Eurogamer also reports staff are concerned about pay, with one employee stating that they “expect GAME to offer either statutory sick pay or company sick pay, which amounts to one week’s worth of contracted hours for every year of service. But this would not come close to matching the pay staff expect in a standard week” as most employees work and are paid beyond their contracted hours. If sick pay were to be calculated on contracted hours, this would typically be much, much lower than most employees’ take-home salary.
“Many are having to grapple with the idea of staying at home and losing all income or coming in with symptoms and risking spreading the virus because they can’t afford to self-isolate,” one staff member said.
“If the government can find £330bn to deal with this crisis it can put some of that money to protecting jobs and livelihoods,” added another.
Eurogamer also reports it has seen GAME’s new cleaning regime, which includes advice to clean controllers and pads to be before each use, whilst doorframes only need to be wiped down every 72 hours.
“With no extra hours to cater for the increased workload many of the managers aren’t even implementing the cleaning rotas because they’re completely illogical,” one employee said.

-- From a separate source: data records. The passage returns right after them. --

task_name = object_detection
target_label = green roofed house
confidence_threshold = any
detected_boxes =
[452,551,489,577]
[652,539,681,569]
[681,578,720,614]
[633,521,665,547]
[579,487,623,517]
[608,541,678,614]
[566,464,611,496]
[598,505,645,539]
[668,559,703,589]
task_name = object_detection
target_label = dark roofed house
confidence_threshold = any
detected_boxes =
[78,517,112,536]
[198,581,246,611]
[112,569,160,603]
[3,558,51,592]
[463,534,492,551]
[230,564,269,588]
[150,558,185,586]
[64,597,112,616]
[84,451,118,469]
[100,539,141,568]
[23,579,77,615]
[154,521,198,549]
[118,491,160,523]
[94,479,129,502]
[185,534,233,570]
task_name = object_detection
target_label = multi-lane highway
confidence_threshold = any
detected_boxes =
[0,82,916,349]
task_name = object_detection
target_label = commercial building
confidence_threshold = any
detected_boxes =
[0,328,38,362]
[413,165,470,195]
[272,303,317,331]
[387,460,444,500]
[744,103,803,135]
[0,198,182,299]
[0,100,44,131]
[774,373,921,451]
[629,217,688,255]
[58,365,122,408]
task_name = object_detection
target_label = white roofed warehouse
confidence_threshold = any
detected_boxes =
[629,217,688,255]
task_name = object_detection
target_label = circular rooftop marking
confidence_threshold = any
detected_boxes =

“We’re meant to clean door handles every three hours but if we’re handling money, trading in games, consoles and phones all the cleaning is relatively futile as it only limits exposure between staff. It doesn’t reduce the likelihood of customers transmitting the virus to staff which is going to be where the majority of the issue is going to come from.”
At the time of writing, GAME had yet to respond to press requests for a statement.
A week ago, organisers of E3 – the Entertainment Software Association (ESA) – insisted it was continuing to “plan for a safe and successful” show later this year whilst “actively assessing” the coronavirus outbreak. Now E3 2020 has been cancelled, as has EGX Rezzed, GDC, and both Mojang and Electronic Arts have cancelled scheduled live events.
Develop:Brighton 2020, however, is still planning to go ahead in June, as is Gamescom. BAFTA has confirmed it’s revising the format on its upcoming Games Awards in light of the spread of coronavirus (COVID-19), too.
Bungie, EA, Nintendo and now Rockstar have all implemented homeworking to minimise staff exposure to the virus whilst Pokémon Go developer Niantic has made changes to the game to enable players to continue participating even whilst in self-isolation. The increase in people working from home and/or self-isolating, however, has put a strain on online services like Xbox Live and Nintendo Switch Online.
A number of publishers have teamed up to create GDC Relief Fund to assist indie devs who may have lost money on paying in advance for the now-cancelled GDC.